A doctor returns home from a convention to his practice in a small California town. He has tons of messages: while he was gone, a wave of patients had all visited demanding to see him, only to change their minds. There's also a rash of people who are convinced that their loved ones are impostors. Initially, he and a psychiatrist friend dismiss it as mass hysteria. After all, it's the mid-50s: McCarthyism is turning people against their neighbors, the social pressure to conform is unrelenting, the civil rights crusade is gaining steam, and the specter of nuclear war hangs over everything. But our hero, Dr. Bennell, isn't fully convinced. When he discovers incomplete duplicates of his friends growing in basements and greenhouses, he resolves to call the authorities, only to be told by a switchboard operator that all lines are busy. He and his on-and-off girlfriend try to leave town, only to be chased down by a horde of their friends and neighbors, all of whom are alien imposters, grown from pods to replace the townspeople one by one as they sleep, the replacements lacking emotion and individuality — and shipping more pods out to neighboring towns and cities. He stands in the highway, screaming to anyone who will listen — which is no one — of the coming threat.
Perhaps more than most science fiction films of the era, Invasion of the Body Snatchers captures the mood of the 1950s. Variously interpreted as a critique against the paranoia of McCarthyism or the perceived conformity of a communist takeover, Invasion tells a story that's hard to pin down, yet sums up pretty well the overarching anxieties of the 1950s. So ingrained into the film are these anxieties that the cast and crew in later years have since denied any particular political allegory, as did the author of the book the film is based on. They thought they were just making a movie. One could take that at face value, sure, but I think it's equally possible that those very anxieties were part of the background radiation of the era and thereby informed the tone of the film. The notorious panic in 1938 over a radio play of War of the Worlds certainly exposed the American public's shredded nerves over the looming specter of World War II; similarly, one could take 1968's Night of the Living Dead as a (mostly accidental) commentary on racial matters and the obscenities of the Vietnam war. And, turning the dial even further ahead, the 1978 remake of Invasion of the Body Snatchers (which, in my view, is the better version overall) could stand as a commentary to the collapse of 1960s counter-culture and the return of a consumerist, conformist society.
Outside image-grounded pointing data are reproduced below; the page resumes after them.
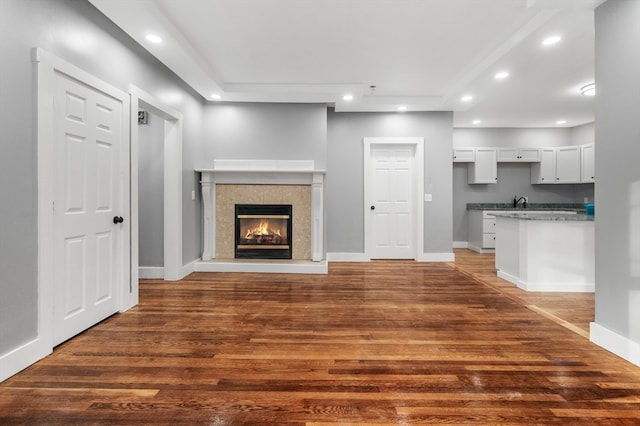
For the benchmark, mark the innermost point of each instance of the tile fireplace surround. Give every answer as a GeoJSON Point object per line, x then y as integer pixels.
{"type": "Point", "coordinates": [232, 182]}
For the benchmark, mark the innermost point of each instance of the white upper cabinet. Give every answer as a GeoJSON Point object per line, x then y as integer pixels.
{"type": "Point", "coordinates": [464, 155]}
{"type": "Point", "coordinates": [485, 167]}
{"type": "Point", "coordinates": [518, 155]}
{"type": "Point", "coordinates": [557, 165]}
{"type": "Point", "coordinates": [545, 170]}
{"type": "Point", "coordinates": [568, 164]}
{"type": "Point", "coordinates": [588, 163]}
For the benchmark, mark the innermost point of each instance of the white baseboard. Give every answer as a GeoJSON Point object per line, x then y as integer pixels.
{"type": "Point", "coordinates": [436, 257]}
{"type": "Point", "coordinates": [150, 272]}
{"type": "Point", "coordinates": [480, 249]}
{"type": "Point", "coordinates": [347, 257]}
{"type": "Point", "coordinates": [20, 358]}
{"type": "Point", "coordinates": [189, 268]}
{"type": "Point", "coordinates": [615, 343]}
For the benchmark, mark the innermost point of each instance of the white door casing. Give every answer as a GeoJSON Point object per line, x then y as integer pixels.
{"type": "Point", "coordinates": [79, 246]}
{"type": "Point", "coordinates": [173, 120]}
{"type": "Point", "coordinates": [88, 204]}
{"type": "Point", "coordinates": [394, 211]}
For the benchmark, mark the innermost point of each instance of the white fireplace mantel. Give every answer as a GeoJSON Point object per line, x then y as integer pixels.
{"type": "Point", "coordinates": [263, 172]}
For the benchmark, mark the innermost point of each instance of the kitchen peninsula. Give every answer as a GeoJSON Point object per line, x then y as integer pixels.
{"type": "Point", "coordinates": [546, 251]}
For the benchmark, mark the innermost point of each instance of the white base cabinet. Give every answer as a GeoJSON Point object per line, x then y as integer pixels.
{"type": "Point", "coordinates": [481, 233]}
{"type": "Point", "coordinates": [546, 255]}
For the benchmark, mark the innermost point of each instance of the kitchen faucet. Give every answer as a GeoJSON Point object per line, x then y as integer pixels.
{"type": "Point", "coordinates": [517, 200]}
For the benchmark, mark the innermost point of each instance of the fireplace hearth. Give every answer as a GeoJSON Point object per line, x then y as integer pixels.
{"type": "Point", "coordinates": [263, 231]}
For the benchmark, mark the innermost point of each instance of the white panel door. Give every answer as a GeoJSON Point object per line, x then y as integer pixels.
{"type": "Point", "coordinates": [88, 252]}
{"type": "Point", "coordinates": [391, 202]}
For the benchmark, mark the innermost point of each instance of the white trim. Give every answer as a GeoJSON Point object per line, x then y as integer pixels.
{"type": "Point", "coordinates": [418, 177]}
{"type": "Point", "coordinates": [173, 122]}
{"type": "Point", "coordinates": [22, 357]}
{"type": "Point", "coordinates": [151, 272]}
{"type": "Point", "coordinates": [46, 64]}
{"type": "Point", "coordinates": [189, 268]}
{"type": "Point", "coordinates": [480, 249]}
{"type": "Point", "coordinates": [260, 172]}
{"type": "Point", "coordinates": [264, 165]}
{"type": "Point", "coordinates": [436, 257]}
{"type": "Point", "coordinates": [615, 343]}
{"type": "Point", "coordinates": [347, 257]}
{"type": "Point", "coordinates": [266, 266]}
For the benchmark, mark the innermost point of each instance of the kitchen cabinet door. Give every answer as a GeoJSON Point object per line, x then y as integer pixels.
{"type": "Point", "coordinates": [485, 168]}
{"type": "Point", "coordinates": [588, 163]}
{"type": "Point", "coordinates": [518, 155]}
{"type": "Point", "coordinates": [568, 164]}
{"type": "Point", "coordinates": [545, 170]}
{"type": "Point", "coordinates": [464, 155]}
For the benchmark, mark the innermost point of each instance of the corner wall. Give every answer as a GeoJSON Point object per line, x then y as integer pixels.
{"type": "Point", "coordinates": [617, 111]}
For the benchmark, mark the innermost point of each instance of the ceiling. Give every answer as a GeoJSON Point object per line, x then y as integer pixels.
{"type": "Point", "coordinates": [422, 54]}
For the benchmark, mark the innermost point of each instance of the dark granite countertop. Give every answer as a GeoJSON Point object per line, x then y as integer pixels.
{"type": "Point", "coordinates": [532, 206]}
{"type": "Point", "coordinates": [557, 217]}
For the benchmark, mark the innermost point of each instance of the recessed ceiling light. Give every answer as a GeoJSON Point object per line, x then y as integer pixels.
{"type": "Point", "coordinates": [588, 90]}
{"type": "Point", "coordinates": [551, 40]}
{"type": "Point", "coordinates": [154, 38]}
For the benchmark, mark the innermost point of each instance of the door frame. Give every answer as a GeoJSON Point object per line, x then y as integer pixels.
{"type": "Point", "coordinates": [418, 190]}
{"type": "Point", "coordinates": [172, 268]}
{"type": "Point", "coordinates": [47, 65]}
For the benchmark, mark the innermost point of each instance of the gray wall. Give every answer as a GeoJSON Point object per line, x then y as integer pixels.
{"type": "Point", "coordinates": [151, 192]}
{"type": "Point", "coordinates": [617, 111]}
{"type": "Point", "coordinates": [513, 178]}
{"type": "Point", "coordinates": [249, 131]}
{"type": "Point", "coordinates": [75, 31]}
{"type": "Point", "coordinates": [344, 196]}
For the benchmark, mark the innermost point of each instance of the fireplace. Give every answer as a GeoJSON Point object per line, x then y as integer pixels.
{"type": "Point", "coordinates": [263, 231]}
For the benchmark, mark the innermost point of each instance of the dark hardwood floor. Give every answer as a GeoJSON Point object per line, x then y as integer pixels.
{"type": "Point", "coordinates": [383, 343]}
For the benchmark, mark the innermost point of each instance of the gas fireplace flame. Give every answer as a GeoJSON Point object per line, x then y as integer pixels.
{"type": "Point", "coordinates": [261, 230]}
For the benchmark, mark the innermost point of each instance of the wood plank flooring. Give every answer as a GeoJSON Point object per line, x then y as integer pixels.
{"type": "Point", "coordinates": [380, 343]}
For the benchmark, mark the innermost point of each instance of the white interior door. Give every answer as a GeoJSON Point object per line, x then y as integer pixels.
{"type": "Point", "coordinates": [88, 201]}
{"type": "Point", "coordinates": [391, 198]}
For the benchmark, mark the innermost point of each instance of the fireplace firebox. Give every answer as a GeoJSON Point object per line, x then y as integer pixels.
{"type": "Point", "coordinates": [263, 231]}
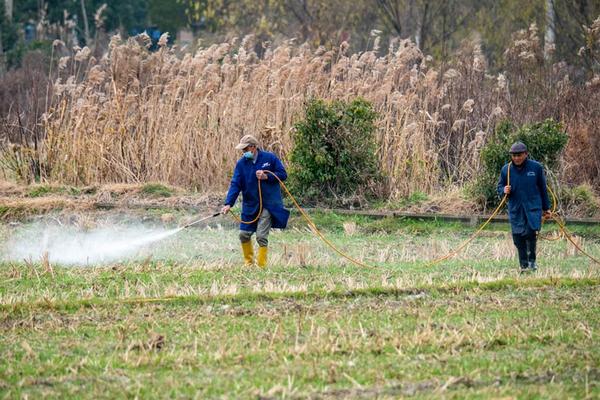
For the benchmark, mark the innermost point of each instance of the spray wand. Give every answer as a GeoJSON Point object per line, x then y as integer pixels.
{"type": "Point", "coordinates": [200, 220]}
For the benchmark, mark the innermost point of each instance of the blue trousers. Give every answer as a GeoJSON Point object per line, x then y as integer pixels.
{"type": "Point", "coordinates": [525, 243]}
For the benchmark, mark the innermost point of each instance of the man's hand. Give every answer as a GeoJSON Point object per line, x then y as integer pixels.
{"type": "Point", "coordinates": [547, 214]}
{"type": "Point", "coordinates": [261, 175]}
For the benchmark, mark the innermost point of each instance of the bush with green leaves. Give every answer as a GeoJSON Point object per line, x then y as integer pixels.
{"type": "Point", "coordinates": [544, 140]}
{"type": "Point", "coordinates": [334, 154]}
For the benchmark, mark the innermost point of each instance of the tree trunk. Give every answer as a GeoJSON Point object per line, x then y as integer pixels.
{"type": "Point", "coordinates": [8, 7]}
{"type": "Point", "coordinates": [550, 35]}
{"type": "Point", "coordinates": [86, 25]}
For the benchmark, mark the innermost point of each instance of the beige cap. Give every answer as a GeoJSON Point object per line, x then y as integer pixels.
{"type": "Point", "coordinates": [246, 141]}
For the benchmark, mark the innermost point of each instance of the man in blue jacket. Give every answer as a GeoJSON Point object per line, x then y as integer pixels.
{"type": "Point", "coordinates": [527, 200]}
{"type": "Point", "coordinates": [249, 170]}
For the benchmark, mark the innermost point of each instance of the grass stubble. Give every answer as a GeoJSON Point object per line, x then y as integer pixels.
{"type": "Point", "coordinates": [309, 325]}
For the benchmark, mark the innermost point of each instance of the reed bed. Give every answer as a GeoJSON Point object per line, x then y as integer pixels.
{"type": "Point", "coordinates": [138, 116]}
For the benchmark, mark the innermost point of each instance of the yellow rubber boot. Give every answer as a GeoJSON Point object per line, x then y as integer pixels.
{"type": "Point", "coordinates": [261, 258]}
{"type": "Point", "coordinates": [248, 252]}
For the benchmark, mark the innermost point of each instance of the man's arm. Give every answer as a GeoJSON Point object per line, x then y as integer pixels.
{"type": "Point", "coordinates": [235, 187]}
{"type": "Point", "coordinates": [278, 170]}
{"type": "Point", "coordinates": [500, 188]}
{"type": "Point", "coordinates": [543, 188]}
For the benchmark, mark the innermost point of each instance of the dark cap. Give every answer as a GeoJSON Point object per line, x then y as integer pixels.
{"type": "Point", "coordinates": [518, 147]}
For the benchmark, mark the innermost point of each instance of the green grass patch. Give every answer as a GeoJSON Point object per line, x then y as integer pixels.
{"type": "Point", "coordinates": [186, 319]}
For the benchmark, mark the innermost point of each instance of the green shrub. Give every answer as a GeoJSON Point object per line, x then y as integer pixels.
{"type": "Point", "coordinates": [579, 200]}
{"type": "Point", "coordinates": [544, 141]}
{"type": "Point", "coordinates": [334, 154]}
{"type": "Point", "coordinates": [156, 190]}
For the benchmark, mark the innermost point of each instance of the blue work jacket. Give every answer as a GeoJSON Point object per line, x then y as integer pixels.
{"type": "Point", "coordinates": [528, 195]}
{"type": "Point", "coordinates": [244, 180]}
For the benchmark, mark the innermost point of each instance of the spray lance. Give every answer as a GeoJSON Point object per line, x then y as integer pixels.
{"type": "Point", "coordinates": [200, 220]}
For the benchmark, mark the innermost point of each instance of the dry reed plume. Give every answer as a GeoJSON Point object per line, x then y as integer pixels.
{"type": "Point", "coordinates": [138, 116]}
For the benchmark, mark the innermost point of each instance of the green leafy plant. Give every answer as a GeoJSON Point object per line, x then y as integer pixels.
{"type": "Point", "coordinates": [156, 190]}
{"type": "Point", "coordinates": [334, 154]}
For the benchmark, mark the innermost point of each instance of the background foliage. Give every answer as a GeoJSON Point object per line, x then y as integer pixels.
{"type": "Point", "coordinates": [334, 150]}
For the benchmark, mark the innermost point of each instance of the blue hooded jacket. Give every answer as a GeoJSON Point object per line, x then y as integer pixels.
{"type": "Point", "coordinates": [528, 195]}
{"type": "Point", "coordinates": [244, 180]}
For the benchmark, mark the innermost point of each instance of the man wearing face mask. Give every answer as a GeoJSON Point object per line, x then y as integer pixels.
{"type": "Point", "coordinates": [527, 200]}
{"type": "Point", "coordinates": [249, 170]}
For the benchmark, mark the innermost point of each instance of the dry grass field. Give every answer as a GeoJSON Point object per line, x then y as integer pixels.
{"type": "Point", "coordinates": [183, 319]}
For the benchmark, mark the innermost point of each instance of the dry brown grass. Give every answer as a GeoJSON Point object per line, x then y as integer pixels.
{"type": "Point", "coordinates": [135, 116]}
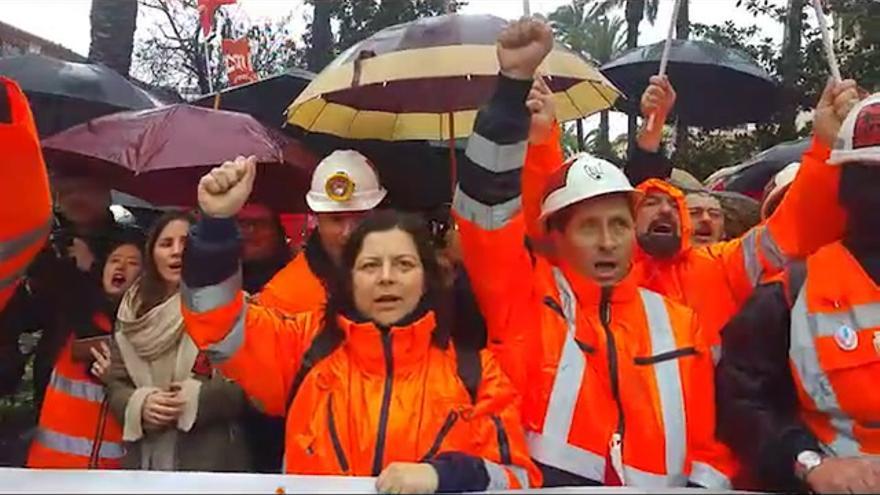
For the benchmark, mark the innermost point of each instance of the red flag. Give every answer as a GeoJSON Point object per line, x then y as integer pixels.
{"type": "Point", "coordinates": [206, 13]}
{"type": "Point", "coordinates": [237, 54]}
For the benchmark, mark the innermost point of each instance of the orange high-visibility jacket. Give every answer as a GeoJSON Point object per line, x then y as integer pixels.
{"type": "Point", "coordinates": [72, 419]}
{"type": "Point", "coordinates": [26, 211]}
{"type": "Point", "coordinates": [834, 352]}
{"type": "Point", "coordinates": [294, 289]}
{"type": "Point", "coordinates": [380, 396]}
{"type": "Point", "coordinates": [629, 365]}
{"type": "Point", "coordinates": [716, 280]}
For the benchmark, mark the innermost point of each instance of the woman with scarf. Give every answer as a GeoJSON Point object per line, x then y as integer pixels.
{"type": "Point", "coordinates": [177, 412]}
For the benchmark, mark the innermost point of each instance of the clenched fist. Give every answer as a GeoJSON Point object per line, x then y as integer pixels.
{"type": "Point", "coordinates": [225, 189]}
{"type": "Point", "coordinates": [522, 46]}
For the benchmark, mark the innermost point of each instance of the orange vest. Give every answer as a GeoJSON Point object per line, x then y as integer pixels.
{"type": "Point", "coordinates": [74, 415]}
{"type": "Point", "coordinates": [835, 352]}
{"type": "Point", "coordinates": [649, 349]}
{"type": "Point", "coordinates": [26, 211]}
{"type": "Point", "coordinates": [377, 398]}
{"type": "Point", "coordinates": [294, 289]}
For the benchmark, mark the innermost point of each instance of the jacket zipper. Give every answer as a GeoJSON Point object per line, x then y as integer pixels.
{"type": "Point", "coordinates": [605, 317]}
{"type": "Point", "coordinates": [334, 437]}
{"type": "Point", "coordinates": [379, 455]}
{"type": "Point", "coordinates": [451, 418]}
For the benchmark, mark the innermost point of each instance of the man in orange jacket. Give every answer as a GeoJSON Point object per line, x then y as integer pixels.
{"type": "Point", "coordinates": [713, 280]}
{"type": "Point", "coordinates": [798, 381]}
{"type": "Point", "coordinates": [345, 186]}
{"type": "Point", "coordinates": [26, 213]}
{"type": "Point", "coordinates": [616, 380]}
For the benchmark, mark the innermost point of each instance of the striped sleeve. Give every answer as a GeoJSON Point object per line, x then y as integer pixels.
{"type": "Point", "coordinates": [489, 190]}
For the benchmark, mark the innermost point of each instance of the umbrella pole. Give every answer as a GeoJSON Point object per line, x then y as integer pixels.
{"type": "Point", "coordinates": [452, 161]}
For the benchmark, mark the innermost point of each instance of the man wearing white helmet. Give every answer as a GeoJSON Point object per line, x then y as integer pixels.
{"type": "Point", "coordinates": [345, 186]}
{"type": "Point", "coordinates": [797, 385]}
{"type": "Point", "coordinates": [597, 360]}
The original film ended with Bennell screaming on the highway, an incredibly dark moment that seemed to presage The Twilight Zone. The studio, a Poverty Row outfit called Allied Artists, demanded that a framing story be added for a more optimistic ending. In this version, Bennell tells his story to a psychiatrist at a Los Angeles hospital, who initially disbelieves him until a hospital attendant relates the story of a man who was crushed under a pile of mysterious-looking giant pods in a truck accident, thereby confirming a key detail and leading the psychiatrist to summon the police and FBI. One could argue that this fundamentally changes the meaning of the film, thereby confirming the McCarthyist reading of the story being about communist infiltration. Personally, I think the addition of the frame instead indirectly confirms the anti-McCarthyist reading: an ending imposed on a film by a studio that believes its audience, that is to say, Americans, to be stupid, sheep even, craving happy endings and disinterested in heavier topics, a populace that must always be smiling amidst a vast kingdom of white suburbs with perfect lawns and perfect teeth and perfect families. A studio that assumes its audience to, in essence, already be pod people.
"They're here already!" Dr. Bennell screams. "You're next! You're neeeext!"